L’enquête d’opinion conclut qu’une telle hausse réduirait l’accessibilité à la propriété pour près des trois quarts (73 %) des acheteurs potentiels dans la Belle Province (contre 67 % à l’échelle nationale).

Forcés de revoir à la baisse

Près du tiers (31 %) des Québécois sondés pourraient difficilement se permettre d’acheter une maison dans leur fourchette de prix actuelle, mais ne réduiraient pas pour autant leur budget d’achat (24 %, en moyenne, au pays).

De leur côté, 30 % des répondants de la province seraient forcés de baisser leur fourchette de prix et de se contenter d’une demeure moins chère, tandis que 12 % seraient exclus du marché (13 % des Canadiens en général).

Seuls un quart (27 %) des acheteurs potentiels assurent qu’une hausse de deux points de pourcentage ne modifierait pas leur projet (33 % dans l’ensemble du Canada).

Des effets plus marqués dans les grandes villes

Selon BMO, l’effet d’une telle hausse serait amplifié dans le marché des maisons à prix élevé de la côte Ouest. Spécialement à Vancouver, où 22 % des acheteurs potentiels seraient contraints de quitter le marché de l’habitation (soit près de deux fois le pourcentage national).

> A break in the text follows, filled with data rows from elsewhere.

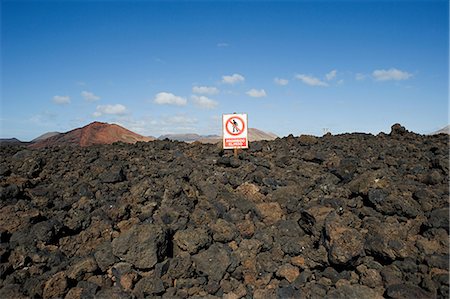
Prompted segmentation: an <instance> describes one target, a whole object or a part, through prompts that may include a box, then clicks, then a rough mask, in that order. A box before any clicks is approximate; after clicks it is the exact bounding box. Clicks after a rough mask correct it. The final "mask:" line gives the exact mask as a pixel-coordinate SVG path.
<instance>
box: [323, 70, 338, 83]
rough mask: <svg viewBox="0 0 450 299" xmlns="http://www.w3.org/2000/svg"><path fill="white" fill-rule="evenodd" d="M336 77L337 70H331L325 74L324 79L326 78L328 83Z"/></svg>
mask: <svg viewBox="0 0 450 299" xmlns="http://www.w3.org/2000/svg"><path fill="white" fill-rule="evenodd" d="M336 75H337V70H332V71H331V72H329V73H327V74H326V75H325V78H327V80H328V81H330V80H333V79H334V78H336Z"/></svg>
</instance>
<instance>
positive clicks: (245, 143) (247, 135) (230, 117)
mask: <svg viewBox="0 0 450 299" xmlns="http://www.w3.org/2000/svg"><path fill="white" fill-rule="evenodd" d="M222 136H223V148H224V149H234V148H248V135H247V114H236V113H234V114H223V115H222Z"/></svg>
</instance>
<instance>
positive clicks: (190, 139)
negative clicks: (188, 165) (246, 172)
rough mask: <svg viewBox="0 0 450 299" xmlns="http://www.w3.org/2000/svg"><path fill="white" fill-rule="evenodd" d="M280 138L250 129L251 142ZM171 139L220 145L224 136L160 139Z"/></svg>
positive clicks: (249, 136) (211, 136)
mask: <svg viewBox="0 0 450 299" xmlns="http://www.w3.org/2000/svg"><path fill="white" fill-rule="evenodd" d="M277 137H278V136H277V135H275V134H273V133H267V132H264V131H261V130H258V129H255V128H249V129H248V138H249V141H250V142H252V141H259V140H274V139H275V138H277ZM166 138H167V139H170V140H176V141H184V142H188V143H191V142H195V141H198V142H201V143H218V142H221V141H222V136H219V135H198V134H194V133H190V134H166V135H161V136H159V137H158V139H160V140H162V139H166Z"/></svg>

Au contraire, les acheteurs de Calgary sont ceux qui supporteraient le mieux ce changement, puisque seuls 9 % d’entre eux devraient annuler leur projet d’achat pour cette raison. À Montréal, environ 14 % des futurs acquéreurs se verraient dans l’obligation d’y renoncer.

« Les prix dans les trois marchés les plus actifs [Calgary, Toronto et Vancouver] augmentent plus rapidement que le revenu des familles, ce qui a pour effet de diminuer l’accessibilité à la propriété. La hausse rapide et continue des prix dans ces villes les rendra plus vulnérables en cas de choc, qu’il soit économique, de taux d’intérêt ou autre », avertit Sal Guatieri, économiste principal à BMO.

Test de résistance

Pour limiter le risque d’endettement, BMO recommande aux futurs acheteurs d’évaluer la stabilité de leur prêt hypothécaire en le soumettant à un test de résistance à l’aide d’un taux d’intérêt plus élevé.

Selon l’institution financière, nombre d’entre eux, particulièrement dans les grandes villes, « doivent tenir compte de différents facteurs et évaluer la probabilité qu’ils puissent rembourser leur prêt à long terme ».

L’enquête a été effectuée en ligne par Pollara du 10 au 15 septembre auprès d’un échantillon national de 1005 personnes désireuses d’acquérir une nouvelle demeure au cours des cinq prochaines années.